Tan Sri Andrew Sheng SBS (born 1946), is Hong Kong–based Malaysian banker, academic and commentator. He started his career as an accountant and is now a distinguished fellow of Fung Global Institute, a global think tank based in Hong Kong. He served as chairman of the Hong Kong Securities and Futures Commission (SFC) before his replacement by Martin Wheatley in 2005. In 2026, he was appointed as the adviser for the government of Sabah in economic matters by the state chief minister.

== Early life ==
Sheng grew up in British North Borneo (today Sabah, Malaysia). He left Malaysia in 1965 to attend the University of Bristol in England, where he studied economics.

== Career ==
Following his graduation, Sheng moved to London and joined Arthur Andersen to train as a chartered accountant. After seven years in England, he returned to Malaysia in 1972, and four years later took up a position at Bank Negara Malaysia, where he did work involving banking regulation. In 1989 he was seconded to the World Bank office in Washington, DC; he came back to Asia in 1993 to serve as deputy chief executive of the Hong Kong Monetary Authority. After that, he was appointed to his position on Hong Kong's SFC in October 1998; Tung Chee Hwa re-appointed him in October 2003 for a further two years. In 2005, he stepped down in favour of Wheatley, who had joined the SFC the year prior after being removed from his position at the London Stock Exchange. Sheng became president of Fung Global Institute, an independent, global think tank based in Hong Kong, in 2011. Since 2011, Sheng has written columns for Project Syndicate, a non-profit international media organisation.
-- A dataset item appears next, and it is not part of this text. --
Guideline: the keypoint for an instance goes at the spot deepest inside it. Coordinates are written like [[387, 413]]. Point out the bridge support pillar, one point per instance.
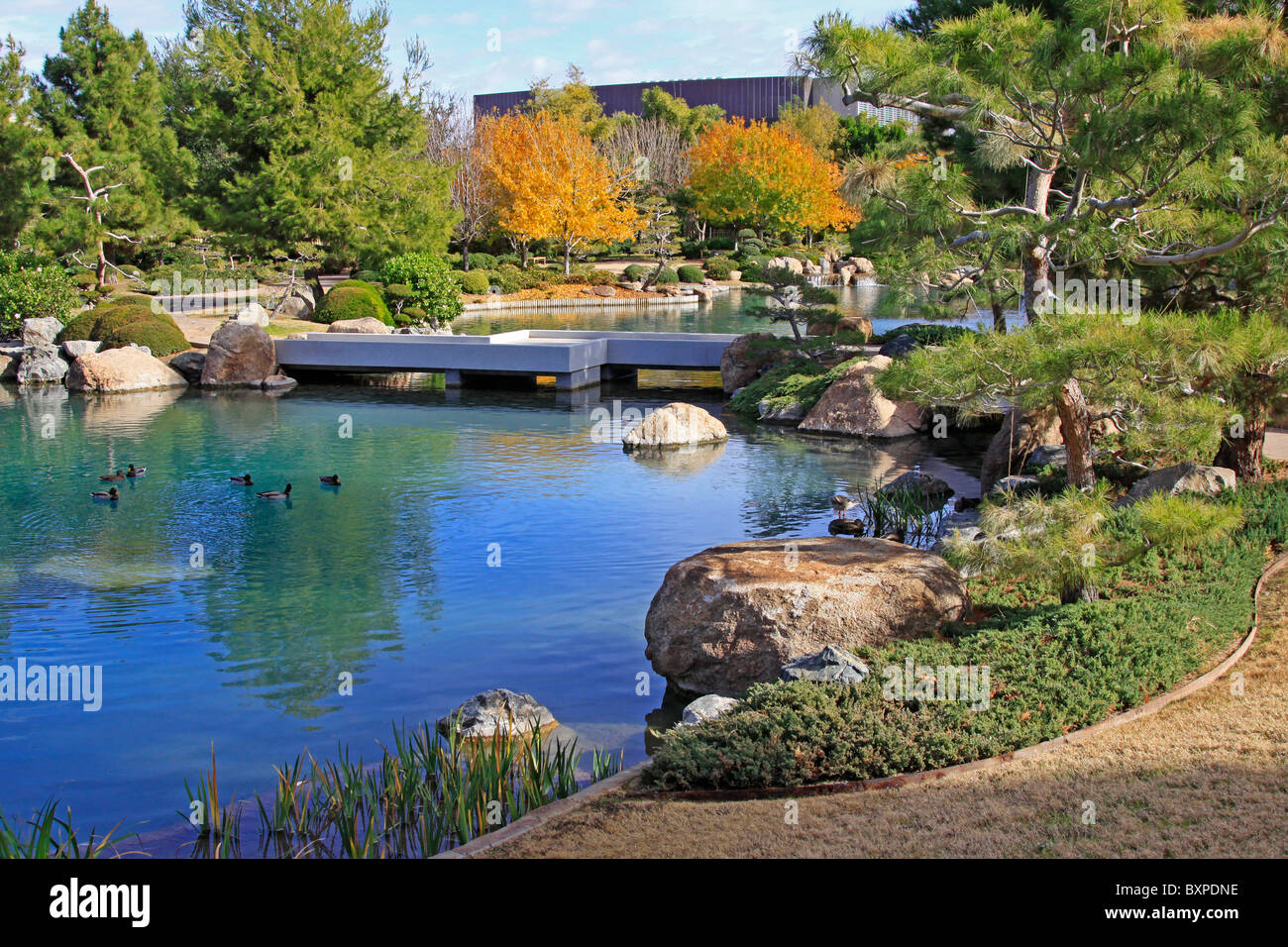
[[583, 377]]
In 2012, Sheng was awarded by the Hong Kong Securities and Investment Institute (HKSI Institute) as Honorary Fellow. Since 2013, Sheng is also the chief adviser to the China Banking Regulatory Commission and a board member of Khazanah Nasional Berhad, Malaysia. In addition, he serves as a member of the International Advisory Council of the China Investment Corporation, the China Development Bank, the Advisory Council on Shanghai as an International Financial Centre and the International Council of the Free University of Berlin. He is also an adjunct professor at the Tsinghua University School of Economics and Management, Beijing and the University of Malaya, Kuala Lumpur. In 2013, Time magazine named Sheng as one of the 100 most influential people in the world.

In 2026, Sheng was appointed by the state government of Sabah as the special adviser to the Chief Minister Hajiji Noor to assist the government in the economic and investment sectors.

== Works ==
- Sheng, Andrew (2009). "From Asian to global financial crisis: an Asian regulator's view of unfettered finance in the 1990s and 2000s"

== Quotes ==
- "Why should a financial engineer be paid four to a hundred times more than a real engineer? A real engineer builds bridges. A financial engineer builds dreams and, when those dreams turn out to be nightmares, other people pay for it." —Andrew Sheng, in an interview for the 2010 financial industry documentary Inside Job.